I was at the gym last week and after my run, I decided to see how my chin-ups felt. I don’t work on these nearly enough- it’s more of a “let me see what I can do today” type of thing. I think the reason WHY I don’t practice them or other exercises to assist in building up the necessary strength required to execute them in multiples is because I generally have very little time to workout. It’s usually a quickie 30-35 minutes including warm up & cool down, which, don’t get me wrong, is plenty of time for a good workout, but if I want to spend time working on various skills, it’s definitely not enough time. And right now, I care more about getting in quickie workouts than I do about working strictly on pull-ups/chin-ups, so it’s just the way it is!

But, that doesn’t mean that I don’t want to continue to do them when I can! In fact, we just bought a pull-up bar because I want it to be easier to practice the craft.

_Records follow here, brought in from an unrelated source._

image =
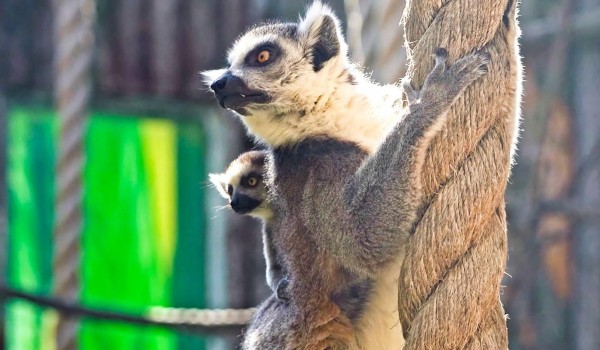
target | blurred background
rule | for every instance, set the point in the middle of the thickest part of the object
(123, 219)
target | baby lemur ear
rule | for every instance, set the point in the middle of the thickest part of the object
(220, 183)
(322, 32)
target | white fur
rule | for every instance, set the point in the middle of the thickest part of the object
(311, 22)
(361, 113)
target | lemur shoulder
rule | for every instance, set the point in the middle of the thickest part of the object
(343, 176)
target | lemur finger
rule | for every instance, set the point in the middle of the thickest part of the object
(470, 63)
(411, 94)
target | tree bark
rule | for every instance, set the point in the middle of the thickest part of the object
(586, 85)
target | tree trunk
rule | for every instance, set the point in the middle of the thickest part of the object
(586, 84)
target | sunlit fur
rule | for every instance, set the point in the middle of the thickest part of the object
(337, 101)
(312, 95)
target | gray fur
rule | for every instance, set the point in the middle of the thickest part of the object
(343, 180)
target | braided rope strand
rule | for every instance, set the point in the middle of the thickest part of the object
(450, 280)
(73, 39)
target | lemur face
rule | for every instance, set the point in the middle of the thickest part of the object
(242, 184)
(274, 65)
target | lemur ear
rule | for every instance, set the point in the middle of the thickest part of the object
(209, 76)
(323, 34)
(218, 180)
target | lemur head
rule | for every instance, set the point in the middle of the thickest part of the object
(283, 70)
(242, 184)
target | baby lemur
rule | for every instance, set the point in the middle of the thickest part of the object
(343, 176)
(243, 185)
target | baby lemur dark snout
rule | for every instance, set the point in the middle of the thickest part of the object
(243, 204)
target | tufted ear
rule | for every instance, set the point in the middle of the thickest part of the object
(209, 76)
(322, 32)
(220, 183)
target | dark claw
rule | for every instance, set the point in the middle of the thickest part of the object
(281, 290)
(441, 53)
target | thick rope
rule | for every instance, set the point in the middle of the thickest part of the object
(450, 280)
(73, 37)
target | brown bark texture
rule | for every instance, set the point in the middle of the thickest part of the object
(449, 285)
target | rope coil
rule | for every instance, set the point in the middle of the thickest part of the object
(73, 37)
(450, 280)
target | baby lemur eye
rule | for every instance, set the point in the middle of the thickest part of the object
(252, 181)
(263, 57)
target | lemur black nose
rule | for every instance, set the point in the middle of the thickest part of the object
(220, 83)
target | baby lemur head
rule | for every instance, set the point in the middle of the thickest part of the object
(242, 184)
(281, 72)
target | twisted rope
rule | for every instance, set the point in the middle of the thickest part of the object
(203, 320)
(450, 280)
(73, 39)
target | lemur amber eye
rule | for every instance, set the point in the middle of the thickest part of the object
(263, 56)
(252, 181)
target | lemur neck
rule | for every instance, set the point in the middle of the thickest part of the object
(356, 111)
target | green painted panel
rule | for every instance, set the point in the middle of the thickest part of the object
(144, 220)
(121, 264)
(30, 208)
(190, 269)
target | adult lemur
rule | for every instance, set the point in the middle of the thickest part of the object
(343, 194)
(243, 185)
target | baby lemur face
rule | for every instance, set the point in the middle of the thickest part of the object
(242, 184)
(278, 68)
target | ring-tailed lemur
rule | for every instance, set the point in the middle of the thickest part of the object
(243, 185)
(344, 172)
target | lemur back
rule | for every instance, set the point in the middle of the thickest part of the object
(343, 177)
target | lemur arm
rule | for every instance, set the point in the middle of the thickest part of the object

Last week’s chin-up experience got me thinking about fitness progressions & growth. I put this on Instagram and it got some good traction so I thought it was worthy of sharing with you guys:

 

My experience with chin-ups just yesterday couldn’t have come at a better time because it backed up what I shared above.

Last week, chin-ups were, dare I say it, EASY. Yesterday? So far the opposite from easy. Every bit of it was a struggle, as clearly shown in the video above. For good measure, I tried some this morning (dress & heels and all!) and they were definitely much easier than they were yesterday.

All this means is that we should focus on where we are TODAY. Not yesterday, and not where we are tomorrow. Fitness isn’t a linear progression. Just because we could do something so well yesterday or last week, doesn’t mean that we will pick up right where we left off when we try it next. Unfortunately, it just doesn’t work like that because there are so many factors that go into our physical strengths on any particular day: how much sleep we got, how rested we feel, whether we are stressed, what time of the  month it is, what we are focused on, etc. All of these things play a role in how we are able to move on any particular day.

So, next time you’re feeling down because you weren’t able to run as far, run as fast, swim as long, lift as heavy, knock out as many pull-ups, just remember that it doesn’t mean you’ve lost strength or that you’re weak or that you need to work harder, longer, etc. at getting better. Sure, practice does always help, but all the practice in the world does not mean that your fitness experience and growth will be a linear progression. Instead of getting beat down because today you can’t do what you did last week, focus on where you are today, appreciate that and keep working on the skill. Maybe take a second to think about what outside factors are going on that could contribute to less energy or strength in your workout, because that could bring some clarity to it.

I’d love to hear what you have to say about fitness progressions- do you find yourself being able to do something one week and the next week find it much harder? How do you handle these situations? Do you get upset or take it for what it is and just keep going/practicing/etc.? What’s something that is always a struggle for you in the gym? How do you work at it?